How identifying Core Values Can Help Your Students Choose Their Future Career Path

Why should we help our students identify them? Identifying them helps our students focus on what is important and essential in their personal and academic lives. It encourages them to reflect on what makes them truly happy and fulfilled in all areas of life. Finally, this list of values can contribute to a specific set of criteria that a student can use when exploring careers, researching different routes, and searching for suitable third level institutions, by showing them what they need to prioritise. Of course, this is not the only factor to consider when helping your students choose their future career path, but it is one that can be overlooked, despite being an integral part of a student truly knowing themselves and choosing the future career path(s) that best suit them.

 

How can we help our students identify them? Ask your students to write down the times in their lives when they have been the - happiest - most fulfilled - proudest In this case, it may be helpful to ask them to do this exercise for times in their personal life and a separate one for times in their school life.
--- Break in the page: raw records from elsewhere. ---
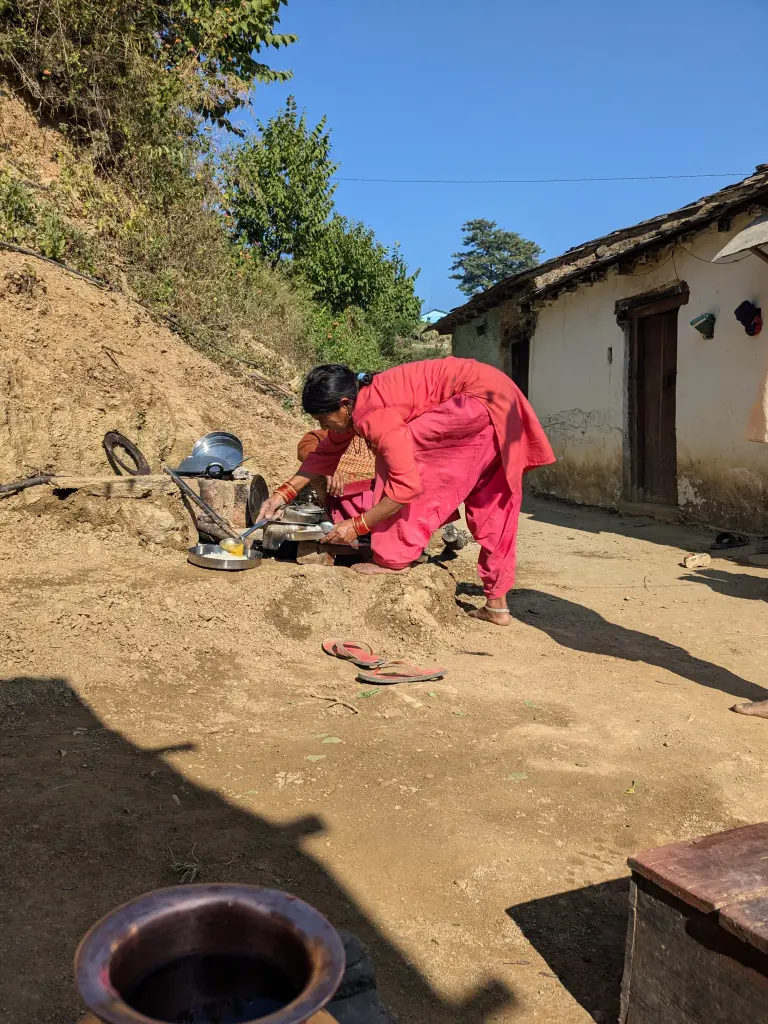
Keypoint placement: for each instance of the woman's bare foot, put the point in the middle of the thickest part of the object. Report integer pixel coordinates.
(371, 568)
(499, 616)
(758, 709)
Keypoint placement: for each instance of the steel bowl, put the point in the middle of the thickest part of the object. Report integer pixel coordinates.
(205, 556)
(210, 951)
(216, 454)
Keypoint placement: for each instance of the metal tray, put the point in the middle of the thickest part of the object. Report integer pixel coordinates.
(201, 555)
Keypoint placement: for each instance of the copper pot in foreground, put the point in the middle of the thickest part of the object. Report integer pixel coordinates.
(210, 954)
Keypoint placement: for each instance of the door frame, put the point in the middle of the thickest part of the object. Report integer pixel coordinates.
(629, 311)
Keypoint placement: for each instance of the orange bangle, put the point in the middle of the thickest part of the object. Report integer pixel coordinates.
(287, 492)
(361, 528)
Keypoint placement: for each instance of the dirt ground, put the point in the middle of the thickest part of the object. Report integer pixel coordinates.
(473, 832)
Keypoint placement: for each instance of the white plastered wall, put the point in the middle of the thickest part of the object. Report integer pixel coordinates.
(579, 390)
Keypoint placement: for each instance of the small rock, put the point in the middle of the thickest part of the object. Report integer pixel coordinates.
(697, 561)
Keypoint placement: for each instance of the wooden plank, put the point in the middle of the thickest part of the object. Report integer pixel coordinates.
(676, 979)
(748, 922)
(114, 486)
(715, 870)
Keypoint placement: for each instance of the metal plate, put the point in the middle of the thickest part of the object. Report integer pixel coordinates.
(303, 514)
(202, 554)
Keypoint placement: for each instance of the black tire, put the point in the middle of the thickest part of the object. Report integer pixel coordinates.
(115, 440)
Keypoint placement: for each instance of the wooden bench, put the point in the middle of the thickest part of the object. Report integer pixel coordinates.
(697, 940)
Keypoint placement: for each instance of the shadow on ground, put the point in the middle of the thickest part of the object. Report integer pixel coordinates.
(592, 520)
(88, 820)
(582, 935)
(573, 626)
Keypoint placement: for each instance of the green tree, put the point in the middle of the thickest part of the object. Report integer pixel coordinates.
(279, 187)
(349, 268)
(489, 255)
(133, 75)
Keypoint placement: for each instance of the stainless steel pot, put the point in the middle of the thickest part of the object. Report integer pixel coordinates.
(213, 455)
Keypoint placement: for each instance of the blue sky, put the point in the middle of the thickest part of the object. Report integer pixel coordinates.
(520, 89)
In some cases, students may have the same experience where they felt the happiest, most fulfilled and proudest, but do try to get them to come up with at least 2 different life experiences.

Then for each of these times, ask your pupils to write down in bullet points:

At these times…

●    What were you doing?

●    Why is this important?

●    Were you with other people? Who?

●    What other factors contributed to your happiness?
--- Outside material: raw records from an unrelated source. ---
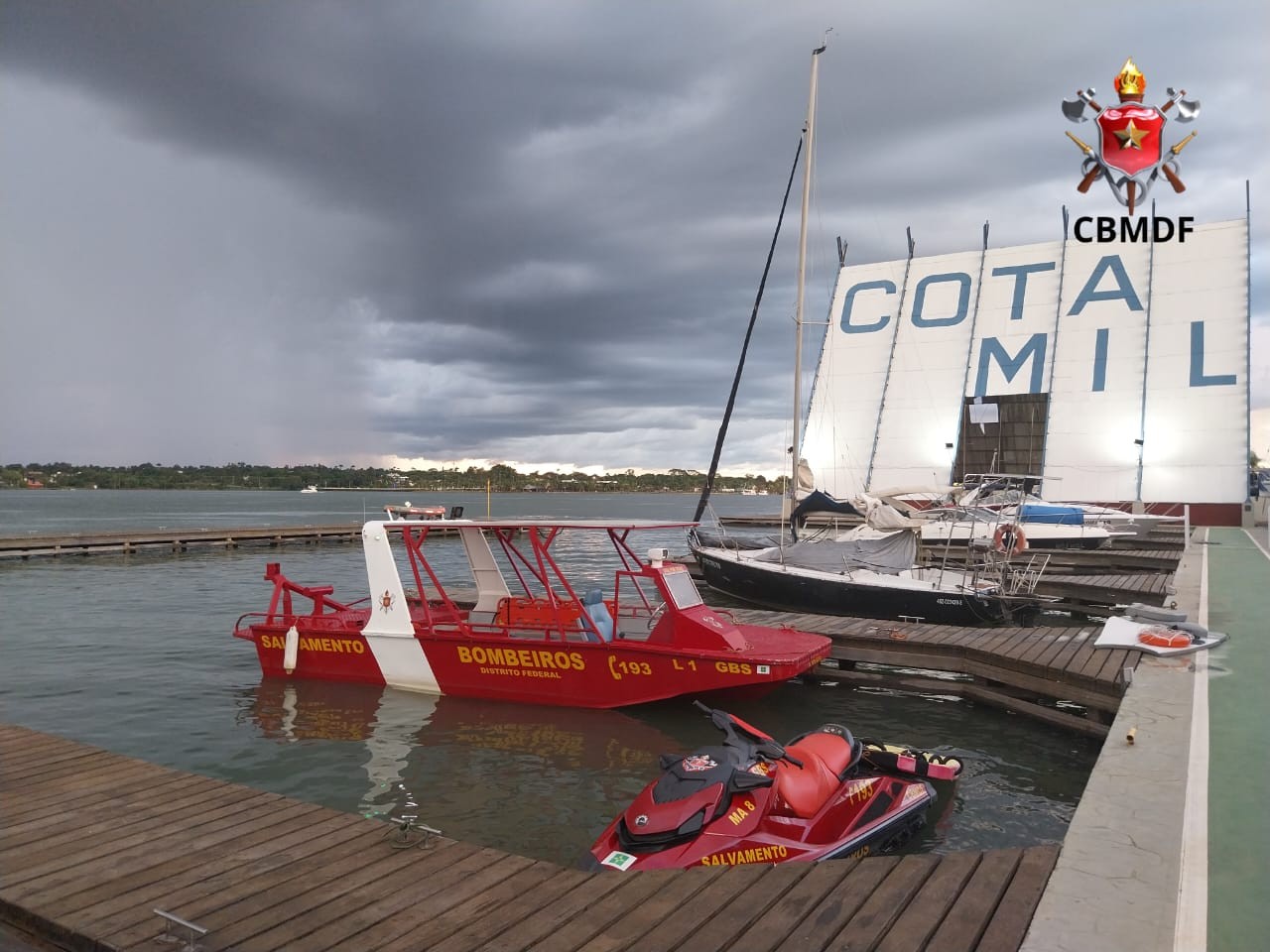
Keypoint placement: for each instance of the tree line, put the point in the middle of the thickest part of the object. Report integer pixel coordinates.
(246, 476)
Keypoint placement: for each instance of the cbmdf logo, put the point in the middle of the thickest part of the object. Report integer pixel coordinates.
(1130, 153)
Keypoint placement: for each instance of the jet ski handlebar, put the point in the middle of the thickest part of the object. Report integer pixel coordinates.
(744, 737)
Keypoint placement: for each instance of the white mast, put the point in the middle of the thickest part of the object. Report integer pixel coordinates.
(808, 145)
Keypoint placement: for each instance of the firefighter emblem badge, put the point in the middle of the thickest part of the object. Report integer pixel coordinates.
(1130, 154)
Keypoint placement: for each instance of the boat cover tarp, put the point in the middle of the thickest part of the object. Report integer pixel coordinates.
(889, 555)
(818, 502)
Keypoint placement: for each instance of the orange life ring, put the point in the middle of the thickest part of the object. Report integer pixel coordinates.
(1016, 542)
(1165, 638)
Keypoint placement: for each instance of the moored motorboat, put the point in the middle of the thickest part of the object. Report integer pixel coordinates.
(752, 800)
(418, 512)
(549, 642)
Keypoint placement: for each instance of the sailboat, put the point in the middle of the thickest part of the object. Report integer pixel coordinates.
(871, 570)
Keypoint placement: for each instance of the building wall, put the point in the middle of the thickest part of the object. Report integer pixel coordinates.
(1142, 349)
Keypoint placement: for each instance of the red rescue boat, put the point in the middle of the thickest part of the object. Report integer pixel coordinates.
(530, 635)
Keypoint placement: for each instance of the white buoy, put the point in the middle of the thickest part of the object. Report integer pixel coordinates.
(291, 651)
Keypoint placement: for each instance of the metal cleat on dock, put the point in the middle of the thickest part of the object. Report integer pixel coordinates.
(189, 943)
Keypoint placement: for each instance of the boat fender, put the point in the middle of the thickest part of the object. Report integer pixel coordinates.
(291, 651)
(1165, 638)
(1010, 538)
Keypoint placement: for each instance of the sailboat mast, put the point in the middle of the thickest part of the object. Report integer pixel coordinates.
(808, 153)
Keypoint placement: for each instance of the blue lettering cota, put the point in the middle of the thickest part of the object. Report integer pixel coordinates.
(1198, 377)
(992, 349)
(847, 326)
(1121, 293)
(1020, 272)
(1100, 359)
(962, 299)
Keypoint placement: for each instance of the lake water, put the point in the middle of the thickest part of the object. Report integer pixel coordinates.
(134, 654)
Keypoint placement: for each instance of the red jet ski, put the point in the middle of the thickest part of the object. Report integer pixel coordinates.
(752, 800)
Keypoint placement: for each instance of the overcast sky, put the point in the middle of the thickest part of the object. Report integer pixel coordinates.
(527, 231)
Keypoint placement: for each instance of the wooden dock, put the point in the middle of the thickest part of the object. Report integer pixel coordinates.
(178, 539)
(93, 843)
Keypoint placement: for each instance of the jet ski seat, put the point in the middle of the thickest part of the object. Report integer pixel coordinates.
(826, 758)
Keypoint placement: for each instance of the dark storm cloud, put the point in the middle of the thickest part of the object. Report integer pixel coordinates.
(498, 222)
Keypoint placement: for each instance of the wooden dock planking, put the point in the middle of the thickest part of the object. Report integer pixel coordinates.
(873, 918)
(230, 873)
(978, 901)
(742, 911)
(264, 873)
(1012, 915)
(922, 916)
(166, 878)
(305, 876)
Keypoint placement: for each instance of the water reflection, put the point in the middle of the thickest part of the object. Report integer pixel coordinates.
(544, 780)
(539, 780)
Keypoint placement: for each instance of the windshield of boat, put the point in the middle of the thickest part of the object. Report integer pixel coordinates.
(683, 589)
●    What need was fulfilled?

●    What were the positive emotions or outcomes of these experiences?

●    Why was each experience truly important and memorable to you?
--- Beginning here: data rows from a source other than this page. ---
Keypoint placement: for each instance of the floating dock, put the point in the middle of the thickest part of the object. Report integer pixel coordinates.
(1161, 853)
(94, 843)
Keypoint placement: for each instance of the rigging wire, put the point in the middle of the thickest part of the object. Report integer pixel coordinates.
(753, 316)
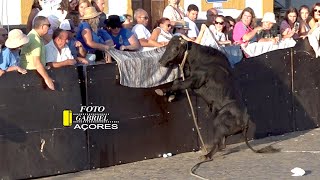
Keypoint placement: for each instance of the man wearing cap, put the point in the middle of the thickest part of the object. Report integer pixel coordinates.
(76, 48)
(3, 36)
(211, 16)
(266, 34)
(10, 58)
(33, 56)
(57, 51)
(123, 38)
(141, 32)
(192, 15)
(95, 40)
(99, 5)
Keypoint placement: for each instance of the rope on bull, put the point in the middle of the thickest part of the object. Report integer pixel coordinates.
(194, 168)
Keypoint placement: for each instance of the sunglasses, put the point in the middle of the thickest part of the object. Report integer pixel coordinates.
(221, 23)
(115, 27)
(316, 10)
(145, 17)
(49, 25)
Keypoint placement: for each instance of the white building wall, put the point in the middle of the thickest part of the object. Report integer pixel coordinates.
(10, 12)
(257, 6)
(118, 7)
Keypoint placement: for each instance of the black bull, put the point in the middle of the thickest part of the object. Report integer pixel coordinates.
(210, 77)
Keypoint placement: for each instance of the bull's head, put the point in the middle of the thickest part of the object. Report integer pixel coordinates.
(174, 51)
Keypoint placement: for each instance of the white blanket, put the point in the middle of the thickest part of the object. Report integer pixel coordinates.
(314, 41)
(142, 69)
(258, 48)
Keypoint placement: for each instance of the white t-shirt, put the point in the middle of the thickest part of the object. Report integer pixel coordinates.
(141, 32)
(174, 15)
(194, 31)
(53, 55)
(164, 36)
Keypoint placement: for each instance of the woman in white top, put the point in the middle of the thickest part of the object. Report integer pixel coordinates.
(161, 32)
(219, 31)
(33, 13)
(174, 11)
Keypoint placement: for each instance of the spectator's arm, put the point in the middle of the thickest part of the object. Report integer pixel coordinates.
(251, 34)
(313, 25)
(134, 44)
(68, 62)
(31, 16)
(202, 29)
(17, 68)
(1, 72)
(87, 36)
(41, 70)
(155, 34)
(81, 51)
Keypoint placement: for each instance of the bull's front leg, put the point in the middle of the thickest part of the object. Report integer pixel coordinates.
(177, 85)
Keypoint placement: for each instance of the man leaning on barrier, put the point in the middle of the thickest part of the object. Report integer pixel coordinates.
(58, 53)
(33, 56)
(10, 58)
(267, 34)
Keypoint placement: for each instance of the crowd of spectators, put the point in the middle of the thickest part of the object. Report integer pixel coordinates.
(74, 32)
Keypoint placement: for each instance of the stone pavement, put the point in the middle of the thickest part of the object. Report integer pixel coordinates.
(298, 149)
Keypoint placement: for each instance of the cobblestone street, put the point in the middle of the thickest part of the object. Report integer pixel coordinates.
(298, 149)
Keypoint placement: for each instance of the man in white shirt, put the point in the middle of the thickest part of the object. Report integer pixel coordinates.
(192, 15)
(141, 32)
(58, 53)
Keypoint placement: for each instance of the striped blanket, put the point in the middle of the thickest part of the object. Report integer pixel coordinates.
(141, 69)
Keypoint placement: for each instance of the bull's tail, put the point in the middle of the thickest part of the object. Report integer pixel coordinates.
(267, 149)
(195, 167)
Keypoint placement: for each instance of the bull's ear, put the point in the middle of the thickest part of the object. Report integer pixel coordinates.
(182, 40)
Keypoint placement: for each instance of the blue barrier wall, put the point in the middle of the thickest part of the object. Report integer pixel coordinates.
(280, 89)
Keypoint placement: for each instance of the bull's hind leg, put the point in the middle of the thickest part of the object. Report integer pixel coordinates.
(177, 85)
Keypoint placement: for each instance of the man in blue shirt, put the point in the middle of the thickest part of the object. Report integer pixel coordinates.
(10, 58)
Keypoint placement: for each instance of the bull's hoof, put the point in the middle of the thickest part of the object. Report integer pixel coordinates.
(171, 98)
(204, 158)
(159, 92)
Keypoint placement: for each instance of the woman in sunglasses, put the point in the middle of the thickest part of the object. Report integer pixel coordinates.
(161, 32)
(245, 30)
(220, 30)
(174, 11)
(315, 14)
(304, 17)
(290, 27)
(123, 38)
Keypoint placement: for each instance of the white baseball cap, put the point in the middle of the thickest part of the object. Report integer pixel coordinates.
(66, 25)
(269, 17)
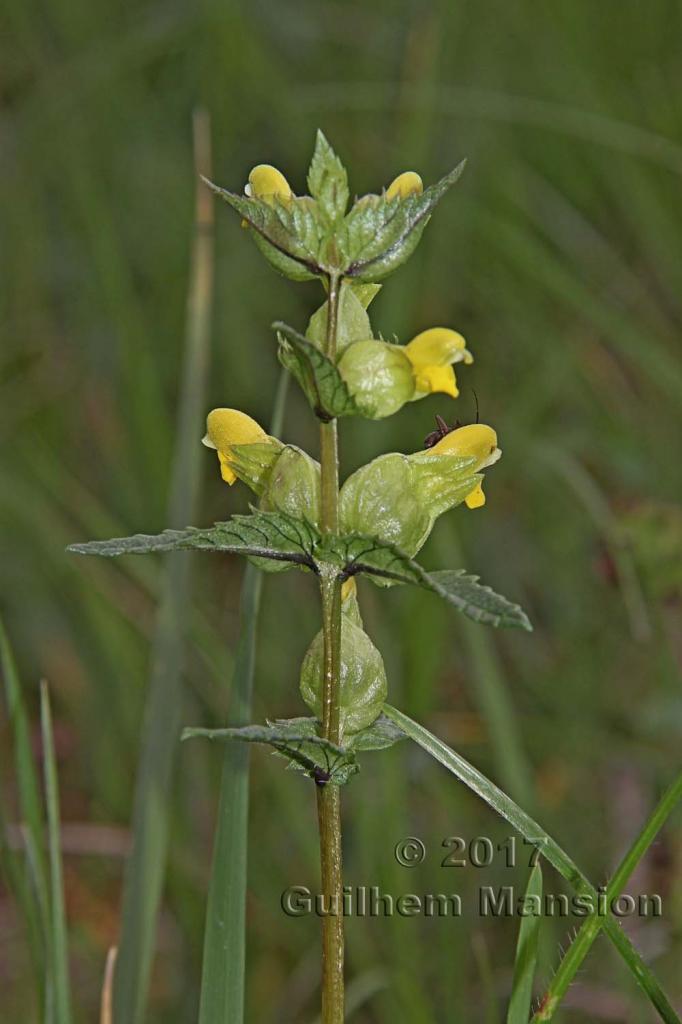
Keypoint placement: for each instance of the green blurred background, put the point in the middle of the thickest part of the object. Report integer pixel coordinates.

Next, share a link to a list of values like this one here with your students: https://www.berkeleywellbeing.com/list-of-values.html

Give them a few minutes to read through it and ask for any explanations or clarifications they may need (especially if you have some learners with English as an Additional Language). Then ask them:

●    Based on these experiences of happiness, pride, and fulfillment, what are your top values in life/ what values were being met in those experiences? E.g. freedom, community, generosity, organisation, security etc.

You could ask them to complete this exercise like a Venn Diagram with each circle relating to each time and include any repeated values in the centre circle.

Students can list all their values and could then even filter them further by prioritising which one are the most important if they had to choose between value 1 and value 2, then choose between value 3 and value 4, and so forth.

How can they use this list in terms of careers? Each time a student suggests a new option, whether it be a career, a degree, a particular study pathway, a university, a country to study- when they research it, ask them to see if it aligns with their values. This means they need to research it more in depth in order to determine if it does or not.